Grasim Industries Approves Composite Scheme to Consolidate Renewable Energy Assets

Grasim Industries Approves Composite Scheme to Consolidate Renewable Energy Assets

William Faulkner 30-Dec-2025

Grasim approves composite restructuring to consolidate renewable energy assets under Aditya Birla Renewables, aiming for scale, efficiency, and streamlined operations.

Grasim Industries Ltd has announced that its board of directors has approved a comprehensive composite scheme of arrangement designed to bring together and streamline renewable energy operations across select group entities.
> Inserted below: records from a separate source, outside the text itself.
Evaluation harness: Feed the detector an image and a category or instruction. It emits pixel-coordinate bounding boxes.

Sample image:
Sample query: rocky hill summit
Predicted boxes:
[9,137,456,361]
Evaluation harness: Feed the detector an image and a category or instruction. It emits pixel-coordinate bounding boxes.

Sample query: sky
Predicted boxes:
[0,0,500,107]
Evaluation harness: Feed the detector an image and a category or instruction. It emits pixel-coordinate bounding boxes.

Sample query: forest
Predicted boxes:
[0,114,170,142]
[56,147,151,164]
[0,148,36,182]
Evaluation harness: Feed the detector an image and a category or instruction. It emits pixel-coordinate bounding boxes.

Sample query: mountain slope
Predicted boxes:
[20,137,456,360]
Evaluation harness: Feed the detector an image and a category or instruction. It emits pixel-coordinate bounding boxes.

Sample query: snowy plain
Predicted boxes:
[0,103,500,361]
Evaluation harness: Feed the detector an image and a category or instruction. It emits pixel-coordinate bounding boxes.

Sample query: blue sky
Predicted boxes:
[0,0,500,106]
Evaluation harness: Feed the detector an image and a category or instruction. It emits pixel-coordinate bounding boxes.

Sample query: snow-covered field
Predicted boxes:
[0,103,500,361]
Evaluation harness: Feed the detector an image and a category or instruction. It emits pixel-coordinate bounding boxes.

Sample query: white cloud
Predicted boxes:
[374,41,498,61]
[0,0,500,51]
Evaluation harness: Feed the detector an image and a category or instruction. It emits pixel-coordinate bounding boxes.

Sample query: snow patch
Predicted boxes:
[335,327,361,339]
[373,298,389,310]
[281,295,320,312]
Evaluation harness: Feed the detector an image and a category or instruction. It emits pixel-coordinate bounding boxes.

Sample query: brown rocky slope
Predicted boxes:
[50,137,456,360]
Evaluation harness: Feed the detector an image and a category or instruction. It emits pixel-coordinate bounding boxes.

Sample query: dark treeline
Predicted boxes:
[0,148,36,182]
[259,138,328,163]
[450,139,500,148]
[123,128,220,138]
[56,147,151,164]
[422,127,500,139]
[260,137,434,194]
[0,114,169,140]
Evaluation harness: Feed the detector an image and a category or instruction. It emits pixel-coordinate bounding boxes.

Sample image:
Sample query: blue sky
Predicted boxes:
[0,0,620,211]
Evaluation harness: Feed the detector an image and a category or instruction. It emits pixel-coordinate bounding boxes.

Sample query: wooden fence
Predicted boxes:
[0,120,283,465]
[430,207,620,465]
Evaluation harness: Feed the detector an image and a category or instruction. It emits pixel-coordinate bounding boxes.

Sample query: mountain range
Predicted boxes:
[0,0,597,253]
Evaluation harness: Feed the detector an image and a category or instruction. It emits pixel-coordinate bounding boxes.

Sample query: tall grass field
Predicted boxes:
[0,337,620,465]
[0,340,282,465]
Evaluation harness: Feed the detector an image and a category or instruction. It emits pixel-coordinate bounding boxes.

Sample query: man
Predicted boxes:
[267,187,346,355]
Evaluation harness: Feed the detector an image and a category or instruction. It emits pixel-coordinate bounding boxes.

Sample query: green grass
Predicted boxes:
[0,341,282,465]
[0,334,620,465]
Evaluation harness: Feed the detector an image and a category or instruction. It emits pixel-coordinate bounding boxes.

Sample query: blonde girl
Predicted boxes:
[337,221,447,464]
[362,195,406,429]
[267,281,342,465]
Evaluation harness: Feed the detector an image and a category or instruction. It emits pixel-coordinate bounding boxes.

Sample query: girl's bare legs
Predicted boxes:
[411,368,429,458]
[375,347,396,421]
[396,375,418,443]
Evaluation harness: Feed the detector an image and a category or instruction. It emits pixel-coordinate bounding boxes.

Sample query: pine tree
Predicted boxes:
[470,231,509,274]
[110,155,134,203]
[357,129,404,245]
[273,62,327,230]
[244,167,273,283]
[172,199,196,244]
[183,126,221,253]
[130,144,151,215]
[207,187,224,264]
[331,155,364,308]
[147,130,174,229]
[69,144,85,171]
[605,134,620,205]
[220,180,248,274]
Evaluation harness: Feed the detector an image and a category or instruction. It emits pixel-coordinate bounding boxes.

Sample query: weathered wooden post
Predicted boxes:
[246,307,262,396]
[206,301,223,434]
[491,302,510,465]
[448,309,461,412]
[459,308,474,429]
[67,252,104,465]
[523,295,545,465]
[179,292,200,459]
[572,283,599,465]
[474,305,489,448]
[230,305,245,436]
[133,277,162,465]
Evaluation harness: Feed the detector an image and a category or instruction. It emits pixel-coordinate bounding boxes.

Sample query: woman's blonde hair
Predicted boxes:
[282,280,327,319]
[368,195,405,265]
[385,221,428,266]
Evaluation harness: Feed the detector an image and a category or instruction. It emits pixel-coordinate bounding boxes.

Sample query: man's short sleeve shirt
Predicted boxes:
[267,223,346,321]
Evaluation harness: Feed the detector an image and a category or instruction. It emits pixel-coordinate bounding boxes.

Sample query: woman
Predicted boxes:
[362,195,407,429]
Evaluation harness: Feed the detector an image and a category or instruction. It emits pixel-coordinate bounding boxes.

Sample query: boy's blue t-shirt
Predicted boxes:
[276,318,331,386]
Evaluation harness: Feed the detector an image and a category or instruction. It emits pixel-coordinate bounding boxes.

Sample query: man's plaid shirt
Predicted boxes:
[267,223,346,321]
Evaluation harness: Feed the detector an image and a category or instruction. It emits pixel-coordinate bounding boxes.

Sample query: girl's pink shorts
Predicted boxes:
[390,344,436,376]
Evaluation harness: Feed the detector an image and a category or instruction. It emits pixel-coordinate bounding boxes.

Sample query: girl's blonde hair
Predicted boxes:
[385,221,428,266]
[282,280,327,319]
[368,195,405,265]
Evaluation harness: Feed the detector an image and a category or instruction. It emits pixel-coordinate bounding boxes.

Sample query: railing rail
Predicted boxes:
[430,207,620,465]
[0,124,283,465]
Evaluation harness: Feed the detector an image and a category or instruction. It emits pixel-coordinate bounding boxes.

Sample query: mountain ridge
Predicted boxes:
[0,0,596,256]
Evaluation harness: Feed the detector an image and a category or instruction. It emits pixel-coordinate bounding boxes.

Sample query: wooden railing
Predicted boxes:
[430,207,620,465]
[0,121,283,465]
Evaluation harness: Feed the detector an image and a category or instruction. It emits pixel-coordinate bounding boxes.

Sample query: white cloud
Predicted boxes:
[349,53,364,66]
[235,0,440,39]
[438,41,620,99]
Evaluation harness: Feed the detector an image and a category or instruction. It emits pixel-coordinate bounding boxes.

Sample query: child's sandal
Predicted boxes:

The proposed restructuring involves Essel Mining & Industries Ltd, Aditya Birla Renewables Ltd—a wholly owned subsidiary of Grasim—and certain other related companies within the group.

As part of this approved scheme, the renewable energy business currently housed within Essel Mining & Industries will be transferred to Aditya Birla Renewables. This transfer will take place through a slump sale arrangement, meaning the entire renewable energy undertaking will be moved as a going concern without assigning individual values to specific assets or liabilities. The transaction structure is intended to ensure continuity of operations while enabling operational consolidation. Importantly, the transfer will be executed in compliance with the applicable provisions of the Income Tax Act, ensuring tax efficiency and regulatory adherence.

In addition to the slump sale, the board has sanctioned the amalgamation of Electrotherm Renewables Private Ltd, a wholly owned subsidiary of Essel Mining & Industries, into Aditya Birla Renewables. This move further strengthens the renewable portfolio of the transferee company by absorbing complementary assets and capabilities that align with its clean energy focus.

The scheme also includes the merger of three wholly owned subsidiaries of Aditya Birla Renewables into the parent renewable entity. These subsidiaries are ABREL EPCCO Services Ltd, ABREL Renewables EPC Ltd, and ABREL EPC Ltd. By merging these engineering, procurement, construction, and services-focused arms into a single entity, the group aims to simplify corporate structures and eliminate duplication of functions. This consolidation is expected to result in streamlined decision-making, reduced administrative overheads, and better coordination across renewable energy projects.

Overall, the proposed composite arrangement is strategically designed to create a unified and scalable renewable energy platform supported by integrated ancillary services. By consolidating multiple renewable and EPC entities under Aditya Birla Renewables, the group intends to unlock operational efficiencies, benefit from economies of scale, and enhance synergies across project development, execution, and management. The simplified structure is also expected to improve governance clarity and strengthen the group’s ability to pursue growth opportunities in the renewable energy sector.

However, the scheme is still subject to several regulatory and procedural approvals. These include clearances from shareholders and creditors, sanction by the National Company Law Tribunal, and approvals from other relevant statutory and regulatory authorities. Only after these approvals are secured will the arrangement be implemented.

Following the announcement, investor sentiment appeared positive. Shares of Grasim Industries ended the trading session higher, closing at Rs. 2,846 on the BSE, reflecting a gain of 1 percent on the day.